And if you're a game, you know, 10 milliseconds might be good enough, given all the other latencies involved in the game, or 20, or 5. It's really up to you. You can set this yourself based on what you expect. Now, there is a cost. If you have lower latency I/Os, you are going to be using more power.

So just don't all go and set this to do, to two milliseconds or something, because that's what you think is going to be perfect. In some cases, you really want to be smart about how you set this. And you may also have situations where you want to understand the sample rate and have the sample rate set, and there's an AV audio session property for you to do that.

Now, if you're mixing with others, you can make these, and they're requests. That's why the name is preferred rather than required. But if your category is not, not allowing you to mix with others when you go active, you'll generally get these settings. And you'll generally get them in the case where you're mixable. You just won't be as guaranteed to get them.

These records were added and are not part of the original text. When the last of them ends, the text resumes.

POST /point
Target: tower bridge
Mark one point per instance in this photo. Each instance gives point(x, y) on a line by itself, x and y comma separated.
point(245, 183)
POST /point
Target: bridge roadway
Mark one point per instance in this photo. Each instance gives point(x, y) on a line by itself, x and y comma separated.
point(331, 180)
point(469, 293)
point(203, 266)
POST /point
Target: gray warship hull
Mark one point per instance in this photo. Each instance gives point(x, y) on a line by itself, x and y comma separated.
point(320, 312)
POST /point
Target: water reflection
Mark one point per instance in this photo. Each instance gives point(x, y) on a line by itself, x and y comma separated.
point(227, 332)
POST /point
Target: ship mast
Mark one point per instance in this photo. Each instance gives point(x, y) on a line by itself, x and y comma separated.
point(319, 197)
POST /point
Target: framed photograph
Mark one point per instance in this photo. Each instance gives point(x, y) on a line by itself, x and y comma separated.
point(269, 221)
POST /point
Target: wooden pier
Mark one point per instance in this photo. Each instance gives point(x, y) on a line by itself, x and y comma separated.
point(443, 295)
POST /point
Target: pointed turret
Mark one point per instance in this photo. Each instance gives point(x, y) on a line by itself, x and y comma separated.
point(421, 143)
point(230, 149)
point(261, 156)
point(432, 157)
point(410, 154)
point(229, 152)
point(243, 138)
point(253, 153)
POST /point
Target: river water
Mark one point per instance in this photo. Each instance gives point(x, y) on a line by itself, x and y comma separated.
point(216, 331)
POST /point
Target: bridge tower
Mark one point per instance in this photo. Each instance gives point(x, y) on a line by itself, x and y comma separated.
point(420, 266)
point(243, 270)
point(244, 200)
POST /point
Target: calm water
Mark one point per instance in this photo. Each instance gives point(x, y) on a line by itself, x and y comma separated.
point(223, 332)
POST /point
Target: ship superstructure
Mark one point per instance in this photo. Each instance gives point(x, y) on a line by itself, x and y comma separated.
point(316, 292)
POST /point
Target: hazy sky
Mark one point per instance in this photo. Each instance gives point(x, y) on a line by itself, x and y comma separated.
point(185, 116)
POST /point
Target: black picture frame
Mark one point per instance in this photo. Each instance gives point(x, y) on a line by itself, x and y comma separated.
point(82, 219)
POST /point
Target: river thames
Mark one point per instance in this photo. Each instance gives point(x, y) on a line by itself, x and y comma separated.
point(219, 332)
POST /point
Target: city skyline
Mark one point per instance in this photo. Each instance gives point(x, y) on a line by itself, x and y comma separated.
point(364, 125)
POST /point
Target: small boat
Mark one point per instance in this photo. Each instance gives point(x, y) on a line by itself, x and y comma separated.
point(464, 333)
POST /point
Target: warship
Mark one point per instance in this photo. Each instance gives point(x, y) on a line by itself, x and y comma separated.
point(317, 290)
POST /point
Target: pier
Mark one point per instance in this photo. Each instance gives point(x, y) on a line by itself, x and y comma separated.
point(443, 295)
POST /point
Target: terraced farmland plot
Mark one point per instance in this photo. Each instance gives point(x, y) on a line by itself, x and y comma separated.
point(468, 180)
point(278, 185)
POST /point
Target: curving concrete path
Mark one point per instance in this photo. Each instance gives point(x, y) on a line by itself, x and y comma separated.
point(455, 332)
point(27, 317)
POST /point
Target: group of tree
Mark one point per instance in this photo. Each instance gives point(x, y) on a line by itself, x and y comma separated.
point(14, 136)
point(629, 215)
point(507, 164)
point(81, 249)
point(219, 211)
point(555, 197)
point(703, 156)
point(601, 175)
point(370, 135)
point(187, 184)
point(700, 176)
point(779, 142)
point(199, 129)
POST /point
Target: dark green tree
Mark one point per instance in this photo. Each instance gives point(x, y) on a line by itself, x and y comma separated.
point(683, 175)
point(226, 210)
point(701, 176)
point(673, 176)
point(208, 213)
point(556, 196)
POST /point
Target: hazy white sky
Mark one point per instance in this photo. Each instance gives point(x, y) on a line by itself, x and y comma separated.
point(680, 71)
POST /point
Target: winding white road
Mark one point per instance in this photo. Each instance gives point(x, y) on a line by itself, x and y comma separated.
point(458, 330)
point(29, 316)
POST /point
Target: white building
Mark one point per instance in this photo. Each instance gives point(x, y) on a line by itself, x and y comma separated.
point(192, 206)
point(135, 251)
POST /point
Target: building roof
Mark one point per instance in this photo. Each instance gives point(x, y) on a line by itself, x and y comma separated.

So that's the basic AU Remote I/O and AV Audio session. I wanted to spend a little bit of time looking at the voice processing audio unit. This is an extension of AU Remote I/O. And what it does is that to the I/O mechanisms of AU Remote I/O, it adds voice processing. And the voice processing can be done on the output as well as on the input.

The types of voice processing that it will do is echo cancellation, noise suppression, gain correction to keep the input within a certain range of gain. And it's really designed for high quality chat and it's optimized with different settings for different routes like speaker or headphones and also for different use cases. Now while we're mainly focusing on iOS in this talk, there is a version of this audio unit that is available from Lion and you can use this as well there. And it works much the same way.

So why would you use this? Why wouldn't you just do your own echo counselor? Right? It's not that hard. Maybe it is that hard. So what I thought I'd do is to actually go through and show you what's actually going on when you're in a conference and why we would ask you to, or recommend that you use this audio unit. So the two wavy lines there represent the network. And we're having a conversation between a far end talker, somebody somewhere else, and a near end talker, which is, for the purpose of my talk, me.

So on my phone, what's going to come in from the network is the dark blue line that's to, uh, yeah, that one. Um, and that's what I'm going to hear out of my speaker. Now, what I could hear out of my speaker is also other applications making sounds.

It could be UI sounds, I could be playing a game, I could be listening to music, and so the downlink audio, the dark blue line coming from the network, is going to be mixed with whatever other sounds are on the system, and that's what's going to come out of my speaker. And we try to represent this by the light blue line because something else is there besides what went out the network.

Now, when I'm talking, the microphone is going to hear everything I can hear, uh, uh, particularly if I'm on a speakerphone. And so the microphone is going to hear what I'm... what is coming out of my device as well as what I'm saying to it. And so there's sort of two sources of audio, what I'm talking, uh, my voice, and what my device is playing, and we're representing this coming into the microphone, mixing it together, and we have this nice little magenta line that goes into the voice processing block.

Now, of course, the role of the voice processing block is to take out the signal that was played by the device and Basically subtract it and you end up with what I was talking about, not what my device was playing. And that's the red line coming out of the voice processing block.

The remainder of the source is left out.